Fast forward 100 years and the Queensland Police were called to action again. Again, the border became a checkpoint to slow the spread of a global health crisis.
"When we got advised that we had to implement border controls to bring affect the chief health officer's directions, we looked back to see what had been done similar and we discovered nothing had been done since January of 1919, which was in the pandemic of that age," Gold Coast Chief Superintendent Mark Wheeler explains.
"Of course back then, the border consisted of dirt roads, people on foot and probably horse and buggy - certainly not 100,000 vehicles a day crossing over 17 entrance points into the Gold Coast police district.
"We realised straight away that this was not just a line of defence for the Gold Coast, but it was a line of defence for the entire state of Queensland.
"We're seeing history play out as we live, and all we've got to compare it to is 1919. There's no one around who would have any recollection of how that played out.
"We read history books and see that over 50 million people worldwide died and we know how catastrophic it can be and what we're seeing unfold in other countries, just absolute tragedy after tragedy in some of those numbers."
Such is the unheard of nature of this pandemic, the Gold Coast District Disaster Management Group has been active for more than four months. Previously, the longest the group meet for was one week, during the flooding caused by Cyclone Debbie.
It has been a logistical nightmare, but for a city that runs some of the biggest events in the State, the cops were well equipped to handle it.
"We realised it was a really big job and a big challenge. In a very short time we came up with a strategy, which was to shrink the number of entry points to a controllable and sustainable level. We anticipated this was going to go on for many months, not weeks and that's why we put in a number of hard closures, which has changed over time.
"Logistically and personnel wise there was significant resources thrown at this, because we could not afford to get this wrong. A catastrophic failure at that point and at any point through here, could result in a situation like we're seeing unfold in other states.
"We are really fortunate here, we've got exceptional planners and operational police, who are used to doing planning for events like the Commonwealth Games, Schoolies, the GC600, so they were the people we used and they put their skills to really good use.
"They worked under incredible time pressures and they got the job done and they continue to keep doing it as necessary.
"We see changes, sometimes by the hour, and we got really used to being able to react to them and sometimes anticipate the changes. Those include the additional hot spots being declared in New South Wales.
"This is a rapidly evolving situation and we're able to change our protocols on the border to make sure we scrutinise the people we may have thought are coming from those areas."
He said one of the biggest challenges was manpower, getting the numbers on the border right, without taking away from the frontline on the Coast.
"I think this is week 19 and we've had people down there for most of that time and I'm really grateful for their enthusiasm, professionalism and understanding. This is really important.
"As time has gone on, we've been very careful with the staff we've used down there.

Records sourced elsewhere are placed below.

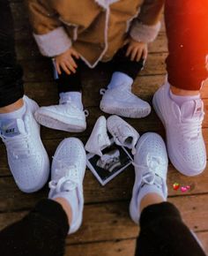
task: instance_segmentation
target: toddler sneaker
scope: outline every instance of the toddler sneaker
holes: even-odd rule
[[[167,200],[167,172],[168,159],[162,138],[154,132],[141,136],[134,156],[135,183],[130,204],[132,221],[138,224],[141,200],[149,193],[157,193]]]
[[[107,128],[114,137],[114,141],[118,146],[132,149],[136,153],[135,146],[138,140],[138,132],[127,122],[117,116],[111,116],[107,120]]]
[[[151,112],[150,104],[131,93],[131,85],[123,83],[114,88],[101,89],[100,109],[108,114],[140,118]]]
[[[34,114],[36,120],[43,126],[71,132],[81,132],[86,129],[86,111],[68,101],[59,105],[40,108]]]
[[[86,155],[82,142],[76,138],[63,139],[54,155],[48,198],[63,198],[71,205],[72,220],[69,234],[76,232],[82,222],[85,166]]]
[[[101,116],[94,124],[93,130],[85,145],[85,150],[102,156],[104,148],[110,146],[110,140],[107,133],[106,117]]]
[[[153,107],[167,134],[167,152],[173,165],[183,175],[196,176],[206,166],[202,134],[204,104],[201,99],[185,102],[180,108],[169,95],[167,82],[153,96]]]
[[[22,119],[3,120],[0,137],[5,144],[8,162],[19,188],[25,192],[40,190],[49,175],[49,160],[40,136],[40,125],[33,117],[38,104],[23,98],[26,113]]]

They've come from the road policing unit, the Rapid Action Patrol and our bike squad. We've been very deliberate to leave our frontline general duties police stations untouched.
"I've said to a few of them, that at some stage in their career when this is all over, they'll look back and understand this was probably the most important job they've ever done.

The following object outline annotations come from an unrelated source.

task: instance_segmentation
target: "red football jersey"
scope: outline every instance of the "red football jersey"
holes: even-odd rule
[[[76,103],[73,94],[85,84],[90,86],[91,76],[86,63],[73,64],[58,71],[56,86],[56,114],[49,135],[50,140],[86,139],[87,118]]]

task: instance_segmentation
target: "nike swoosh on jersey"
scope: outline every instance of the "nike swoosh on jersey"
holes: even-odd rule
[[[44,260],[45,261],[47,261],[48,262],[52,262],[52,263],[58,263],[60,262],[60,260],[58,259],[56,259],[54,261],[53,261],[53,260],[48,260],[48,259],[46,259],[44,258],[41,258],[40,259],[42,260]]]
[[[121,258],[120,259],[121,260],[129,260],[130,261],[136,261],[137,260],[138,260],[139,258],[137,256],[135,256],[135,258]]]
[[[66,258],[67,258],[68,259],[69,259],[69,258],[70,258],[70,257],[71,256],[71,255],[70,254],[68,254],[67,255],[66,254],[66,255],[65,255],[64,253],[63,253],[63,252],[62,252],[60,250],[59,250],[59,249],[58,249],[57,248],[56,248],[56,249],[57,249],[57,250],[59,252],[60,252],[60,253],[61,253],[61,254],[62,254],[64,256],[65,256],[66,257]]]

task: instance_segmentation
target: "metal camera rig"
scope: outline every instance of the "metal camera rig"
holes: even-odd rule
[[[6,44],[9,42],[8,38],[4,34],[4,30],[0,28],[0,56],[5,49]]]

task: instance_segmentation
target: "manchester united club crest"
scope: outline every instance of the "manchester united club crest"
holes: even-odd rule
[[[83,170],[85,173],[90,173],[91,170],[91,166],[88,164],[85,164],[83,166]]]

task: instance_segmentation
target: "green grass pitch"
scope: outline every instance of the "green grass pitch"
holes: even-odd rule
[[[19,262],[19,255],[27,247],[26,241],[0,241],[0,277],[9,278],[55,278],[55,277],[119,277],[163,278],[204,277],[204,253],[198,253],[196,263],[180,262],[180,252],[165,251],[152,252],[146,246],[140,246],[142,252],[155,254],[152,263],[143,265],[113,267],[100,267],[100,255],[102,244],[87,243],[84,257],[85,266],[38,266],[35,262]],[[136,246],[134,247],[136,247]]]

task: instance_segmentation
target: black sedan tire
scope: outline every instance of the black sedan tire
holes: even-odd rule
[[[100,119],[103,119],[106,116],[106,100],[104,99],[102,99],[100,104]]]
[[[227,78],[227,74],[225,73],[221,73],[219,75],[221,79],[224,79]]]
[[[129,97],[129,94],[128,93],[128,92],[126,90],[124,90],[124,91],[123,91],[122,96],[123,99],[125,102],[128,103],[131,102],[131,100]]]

He said their ability to rapidly respond to an outbreak would be crucial in making sure new cases were kept to a minimum.
"Our ability to do a rapid response to an outbreak or a cluster somewhere is really important as part of the overall strategy. If there's a need to rapidly respond, and we've exercised this, to a geographical area, a street, a suburb, a node, we're in a position to be able to do that."
For the Chief Superintendent himself, it has been a baptism of fire to the Coast, having only starting his role here on at the beginning of the year.
"I knew what I was coming to and I had some plans in mind. I kicked off officially on January 6 and by February we had started COVID, because we had a first case early in the month. It was the first case in Queensland.
"We then had a role to play, almost immediately in checking on quarantined people, and I personally went out and worked with the operational crews. It was good for me, to meet some staff. If you had have asked me in January would I have ever believed I would be doing this, the answer would have been 'you've got to be kidding me'."